他扯開,蘇鹿就摟緊;他再扯開,蘇鹿也跟著纏過來,死死抱著這個能降溫的大冰塊。
“你就非得在這種時候勾引我麼?”陸時銘挑眉,忍耐已經瀕臨極限,但仍是顧及著蘇鹿的身體,將她稍稍扶正了一些,“聽話,先把藥吃了再睡。”
“別……鬧……”
懷裏的女人終於有了反應,卻無半點配合的意思,隻艱難地吐出這兩個字,便又軟軟地倒了下去。
嘴裏還喃喃低吟著,“……難受,好、好難受……”
“你還知道難受?”
陸時銘簡直有些哭笑不得,要不是她燒得厲害,他還真想把這個不知死活的女人直接扔在這裏。
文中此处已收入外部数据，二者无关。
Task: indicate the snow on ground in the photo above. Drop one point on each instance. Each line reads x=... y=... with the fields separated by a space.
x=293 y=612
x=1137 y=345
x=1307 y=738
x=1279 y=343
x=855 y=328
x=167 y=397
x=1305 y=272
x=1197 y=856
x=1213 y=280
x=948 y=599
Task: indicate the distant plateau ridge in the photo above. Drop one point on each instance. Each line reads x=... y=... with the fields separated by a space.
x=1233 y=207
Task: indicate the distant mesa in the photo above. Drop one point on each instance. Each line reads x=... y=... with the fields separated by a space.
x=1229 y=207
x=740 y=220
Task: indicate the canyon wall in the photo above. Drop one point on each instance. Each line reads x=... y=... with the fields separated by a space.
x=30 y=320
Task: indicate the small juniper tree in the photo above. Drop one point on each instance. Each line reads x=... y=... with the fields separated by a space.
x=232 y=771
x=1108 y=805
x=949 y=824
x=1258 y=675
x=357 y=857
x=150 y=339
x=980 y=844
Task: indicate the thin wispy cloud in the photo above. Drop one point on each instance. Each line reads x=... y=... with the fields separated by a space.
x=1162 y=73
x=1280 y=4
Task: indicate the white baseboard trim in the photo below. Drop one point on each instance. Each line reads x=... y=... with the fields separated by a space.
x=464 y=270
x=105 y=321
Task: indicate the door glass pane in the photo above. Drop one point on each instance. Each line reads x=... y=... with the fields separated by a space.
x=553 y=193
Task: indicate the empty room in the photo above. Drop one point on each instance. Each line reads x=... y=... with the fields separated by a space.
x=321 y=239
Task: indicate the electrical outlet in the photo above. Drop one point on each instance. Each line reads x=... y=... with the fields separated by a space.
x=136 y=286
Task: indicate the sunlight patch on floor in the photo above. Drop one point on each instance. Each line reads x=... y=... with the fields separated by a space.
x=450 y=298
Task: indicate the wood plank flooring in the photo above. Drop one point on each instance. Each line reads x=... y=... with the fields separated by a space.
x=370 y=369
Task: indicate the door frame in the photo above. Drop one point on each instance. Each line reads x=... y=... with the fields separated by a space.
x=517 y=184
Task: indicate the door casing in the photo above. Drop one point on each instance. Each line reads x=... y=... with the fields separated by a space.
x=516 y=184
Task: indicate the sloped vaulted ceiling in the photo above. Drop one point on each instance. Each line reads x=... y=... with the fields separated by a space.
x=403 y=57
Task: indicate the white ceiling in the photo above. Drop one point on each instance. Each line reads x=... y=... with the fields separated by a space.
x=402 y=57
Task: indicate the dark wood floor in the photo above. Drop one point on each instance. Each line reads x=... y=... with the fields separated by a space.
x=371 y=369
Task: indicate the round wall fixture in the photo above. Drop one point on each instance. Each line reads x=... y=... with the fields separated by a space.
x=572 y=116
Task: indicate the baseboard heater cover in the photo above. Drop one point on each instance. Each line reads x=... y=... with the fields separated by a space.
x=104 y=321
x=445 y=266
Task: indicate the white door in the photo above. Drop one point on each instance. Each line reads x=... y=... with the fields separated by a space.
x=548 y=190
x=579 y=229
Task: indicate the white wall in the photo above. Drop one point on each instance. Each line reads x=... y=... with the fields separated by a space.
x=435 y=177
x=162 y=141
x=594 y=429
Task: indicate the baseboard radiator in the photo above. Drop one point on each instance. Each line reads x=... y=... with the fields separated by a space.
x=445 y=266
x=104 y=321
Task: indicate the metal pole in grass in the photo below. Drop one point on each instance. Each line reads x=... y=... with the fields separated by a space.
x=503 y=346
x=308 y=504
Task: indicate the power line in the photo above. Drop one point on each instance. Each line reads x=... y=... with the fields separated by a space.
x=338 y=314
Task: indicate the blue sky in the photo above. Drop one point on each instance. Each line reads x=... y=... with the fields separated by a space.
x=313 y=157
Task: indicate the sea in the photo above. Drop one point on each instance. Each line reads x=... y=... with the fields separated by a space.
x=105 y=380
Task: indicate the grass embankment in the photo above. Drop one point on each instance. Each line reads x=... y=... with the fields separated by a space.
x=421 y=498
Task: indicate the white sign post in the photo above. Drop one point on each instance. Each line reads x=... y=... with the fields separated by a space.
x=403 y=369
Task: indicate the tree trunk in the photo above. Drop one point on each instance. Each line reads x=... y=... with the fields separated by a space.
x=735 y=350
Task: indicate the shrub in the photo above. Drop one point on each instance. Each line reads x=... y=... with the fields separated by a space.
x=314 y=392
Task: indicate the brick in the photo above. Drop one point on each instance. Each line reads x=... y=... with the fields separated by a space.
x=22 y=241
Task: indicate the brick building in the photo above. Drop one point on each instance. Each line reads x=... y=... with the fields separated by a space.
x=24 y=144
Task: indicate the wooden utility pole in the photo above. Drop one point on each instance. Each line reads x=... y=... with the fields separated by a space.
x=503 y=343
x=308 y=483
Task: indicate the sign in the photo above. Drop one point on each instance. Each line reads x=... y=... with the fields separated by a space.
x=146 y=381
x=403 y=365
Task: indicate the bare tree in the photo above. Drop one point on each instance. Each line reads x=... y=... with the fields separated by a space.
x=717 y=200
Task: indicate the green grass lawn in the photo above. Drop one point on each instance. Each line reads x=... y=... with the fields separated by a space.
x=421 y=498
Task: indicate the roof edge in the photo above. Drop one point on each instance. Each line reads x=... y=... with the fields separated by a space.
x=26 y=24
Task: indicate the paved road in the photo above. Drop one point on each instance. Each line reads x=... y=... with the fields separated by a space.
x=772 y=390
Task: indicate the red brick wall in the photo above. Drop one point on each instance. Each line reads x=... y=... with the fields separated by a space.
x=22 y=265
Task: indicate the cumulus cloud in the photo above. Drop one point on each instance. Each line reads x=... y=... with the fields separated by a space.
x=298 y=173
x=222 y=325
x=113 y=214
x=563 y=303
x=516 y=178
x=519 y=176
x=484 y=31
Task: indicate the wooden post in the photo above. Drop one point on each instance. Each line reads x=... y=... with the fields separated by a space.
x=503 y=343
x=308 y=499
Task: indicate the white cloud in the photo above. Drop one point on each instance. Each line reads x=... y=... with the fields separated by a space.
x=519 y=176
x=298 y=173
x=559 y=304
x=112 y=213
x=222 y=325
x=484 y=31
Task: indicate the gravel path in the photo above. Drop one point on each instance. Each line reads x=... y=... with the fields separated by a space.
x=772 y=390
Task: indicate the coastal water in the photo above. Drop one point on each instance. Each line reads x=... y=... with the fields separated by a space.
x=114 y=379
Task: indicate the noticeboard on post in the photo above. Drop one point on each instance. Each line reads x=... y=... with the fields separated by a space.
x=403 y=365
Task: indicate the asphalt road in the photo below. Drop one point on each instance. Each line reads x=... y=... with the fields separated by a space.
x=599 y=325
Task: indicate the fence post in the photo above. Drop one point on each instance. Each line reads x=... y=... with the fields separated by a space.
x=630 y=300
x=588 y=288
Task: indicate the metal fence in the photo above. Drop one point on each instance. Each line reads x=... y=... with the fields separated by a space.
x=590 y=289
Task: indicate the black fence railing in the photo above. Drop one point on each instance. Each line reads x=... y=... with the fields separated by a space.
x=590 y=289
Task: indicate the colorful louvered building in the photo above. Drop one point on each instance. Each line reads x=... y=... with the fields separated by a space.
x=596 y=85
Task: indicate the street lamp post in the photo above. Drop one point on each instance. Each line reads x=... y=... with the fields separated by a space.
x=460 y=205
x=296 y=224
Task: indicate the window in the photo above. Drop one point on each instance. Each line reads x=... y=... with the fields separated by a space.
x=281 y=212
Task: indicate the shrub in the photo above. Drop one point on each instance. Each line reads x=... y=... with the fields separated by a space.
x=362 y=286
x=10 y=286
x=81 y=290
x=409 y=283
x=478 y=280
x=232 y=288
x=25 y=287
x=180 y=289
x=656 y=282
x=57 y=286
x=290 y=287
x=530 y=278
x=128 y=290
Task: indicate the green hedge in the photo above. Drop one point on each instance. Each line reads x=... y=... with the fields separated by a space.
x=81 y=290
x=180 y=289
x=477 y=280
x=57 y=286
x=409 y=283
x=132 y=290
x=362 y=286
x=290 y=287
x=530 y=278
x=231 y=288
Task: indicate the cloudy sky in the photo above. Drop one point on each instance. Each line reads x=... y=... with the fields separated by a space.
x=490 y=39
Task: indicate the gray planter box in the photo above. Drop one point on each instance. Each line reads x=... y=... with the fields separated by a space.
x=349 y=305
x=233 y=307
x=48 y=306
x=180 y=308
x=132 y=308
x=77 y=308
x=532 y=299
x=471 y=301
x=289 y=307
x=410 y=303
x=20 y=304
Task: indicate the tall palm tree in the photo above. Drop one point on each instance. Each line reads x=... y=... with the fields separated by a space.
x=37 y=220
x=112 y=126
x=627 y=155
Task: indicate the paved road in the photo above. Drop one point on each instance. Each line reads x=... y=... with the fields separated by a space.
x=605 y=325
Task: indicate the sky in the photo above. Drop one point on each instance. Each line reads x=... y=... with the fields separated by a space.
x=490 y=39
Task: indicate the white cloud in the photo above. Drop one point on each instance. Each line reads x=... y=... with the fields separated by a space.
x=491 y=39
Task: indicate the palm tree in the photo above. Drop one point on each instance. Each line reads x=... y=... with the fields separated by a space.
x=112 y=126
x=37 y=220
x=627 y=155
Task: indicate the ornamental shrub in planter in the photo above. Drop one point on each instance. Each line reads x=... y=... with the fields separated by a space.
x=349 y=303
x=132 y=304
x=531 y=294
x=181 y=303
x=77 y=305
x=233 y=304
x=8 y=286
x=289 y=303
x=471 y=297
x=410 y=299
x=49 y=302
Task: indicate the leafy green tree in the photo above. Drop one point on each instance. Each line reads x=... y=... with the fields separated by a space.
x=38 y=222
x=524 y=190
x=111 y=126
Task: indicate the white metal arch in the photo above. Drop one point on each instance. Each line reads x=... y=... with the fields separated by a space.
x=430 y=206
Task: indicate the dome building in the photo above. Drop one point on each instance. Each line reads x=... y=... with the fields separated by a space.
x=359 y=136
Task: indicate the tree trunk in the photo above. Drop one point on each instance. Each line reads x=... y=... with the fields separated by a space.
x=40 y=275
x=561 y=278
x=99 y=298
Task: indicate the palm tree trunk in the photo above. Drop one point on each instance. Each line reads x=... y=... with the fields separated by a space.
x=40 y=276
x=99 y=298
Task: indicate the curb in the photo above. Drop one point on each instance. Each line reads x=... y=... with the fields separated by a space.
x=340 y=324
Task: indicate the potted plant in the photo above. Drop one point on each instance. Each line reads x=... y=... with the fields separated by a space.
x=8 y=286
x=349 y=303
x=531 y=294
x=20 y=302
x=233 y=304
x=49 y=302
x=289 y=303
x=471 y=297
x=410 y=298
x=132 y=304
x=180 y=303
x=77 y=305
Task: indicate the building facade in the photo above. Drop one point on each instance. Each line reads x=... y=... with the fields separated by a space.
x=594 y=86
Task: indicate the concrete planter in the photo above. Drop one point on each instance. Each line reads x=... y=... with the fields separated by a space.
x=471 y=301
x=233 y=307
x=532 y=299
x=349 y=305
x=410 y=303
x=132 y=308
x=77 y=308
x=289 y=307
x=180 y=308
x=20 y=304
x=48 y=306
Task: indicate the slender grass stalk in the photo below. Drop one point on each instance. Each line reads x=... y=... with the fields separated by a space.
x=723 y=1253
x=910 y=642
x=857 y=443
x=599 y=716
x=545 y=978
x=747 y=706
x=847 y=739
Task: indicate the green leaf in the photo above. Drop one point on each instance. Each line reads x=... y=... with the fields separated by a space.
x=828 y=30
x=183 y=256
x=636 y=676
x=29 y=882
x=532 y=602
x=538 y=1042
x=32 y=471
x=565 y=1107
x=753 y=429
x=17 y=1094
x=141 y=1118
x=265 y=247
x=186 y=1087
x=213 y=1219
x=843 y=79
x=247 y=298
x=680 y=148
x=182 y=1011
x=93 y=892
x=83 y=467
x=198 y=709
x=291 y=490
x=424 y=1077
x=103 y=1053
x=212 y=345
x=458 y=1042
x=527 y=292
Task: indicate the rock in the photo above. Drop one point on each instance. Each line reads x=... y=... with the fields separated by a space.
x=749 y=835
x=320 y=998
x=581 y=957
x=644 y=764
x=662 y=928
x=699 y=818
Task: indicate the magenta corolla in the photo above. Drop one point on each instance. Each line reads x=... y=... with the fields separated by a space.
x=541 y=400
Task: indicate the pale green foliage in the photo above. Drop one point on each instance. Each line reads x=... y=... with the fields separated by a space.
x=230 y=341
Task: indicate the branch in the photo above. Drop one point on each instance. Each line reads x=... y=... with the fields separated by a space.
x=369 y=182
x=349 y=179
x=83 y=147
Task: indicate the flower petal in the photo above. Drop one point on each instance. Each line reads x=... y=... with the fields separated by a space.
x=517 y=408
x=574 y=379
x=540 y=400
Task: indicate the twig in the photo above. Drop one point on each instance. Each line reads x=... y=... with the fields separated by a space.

但見她身體虛弱地靠在自己懷裏,用那種低軟無比的語調說著“難受”,他就怎麼都下不去這個手了。
最後,蹙起的眉峰已然是擰成了一個“川”字,陸時銘才抿緊薄唇,抓過桌上的藥丸含進嘴裏,直接貼著蘇鹿的唇瓣給她喂了下去。
蘇鹿此刻正燒得難受……也並沒有去想太多,隻以為是有人在給她喂水,便順從地張開嘴,咽下了藥丸。
……陸時銘……發現:原來這個女人的味道,竟是出乎意料的好。
腦子裏似乎有什麼意念在一點一滴地崩塌,他有些難耐地動了動喉結,再也控製不住地俯身吻了下去。
……
因為感冒發燒的關係,蘇鹿不得已請假休息了兩天,才重新回到電視台工作。
城市宣傳片的工作已經逐步進入了尾聲,除了溝通一些剪輯上的問題之外,蘇鹿手頭便漸漸閑了下來。
這期間,她倒是跑過幾次盛光大廈,但沒有一次是見到陸時銘的,想起這幾日他連半山別墅都很少回來,蘇鹿總覺得心裏無端有些空蕩。
尤其是想到那天,自己躺在陸時銘的床上,半夢半醒之間,總覺得唇上貼了個柔軟又濕潤的東西。
那種感覺,就好像是有人在吻她一樣。
可是……吻她?
想想又覺得不太可能。
畢竟當時在那個房間裏的,除她之外就隻有陸時銘了,難不成那個眼高於頂的男人,還能饑不擇食到對她做些什麼嗎?
呸呸呸!
一想到自己竟然在如此認真地思考這個問題,蘇鹿懊惱得簡直恨不得咬斷嘴裏的筷子!
什麼吻不吻的,她應該是發燒發出了幻覺,才會總想著這些有的沒的。
對,一定是這樣!
蘇鹿在心裏這麼想著,身體也跟著重重點了下頭。
回過神,就見沈音正一臉疑惑地盯著自己,那眼神就像是在看一個外星人似的,“我說,你一個人傻愣愣地想什麼呢?連雙筷子都不放過。”
蘇鹿怔了怔,低頭才發現手裏的筷子已經多了兩道牙印,鬆軟的木頭材質下顯得尤為分明。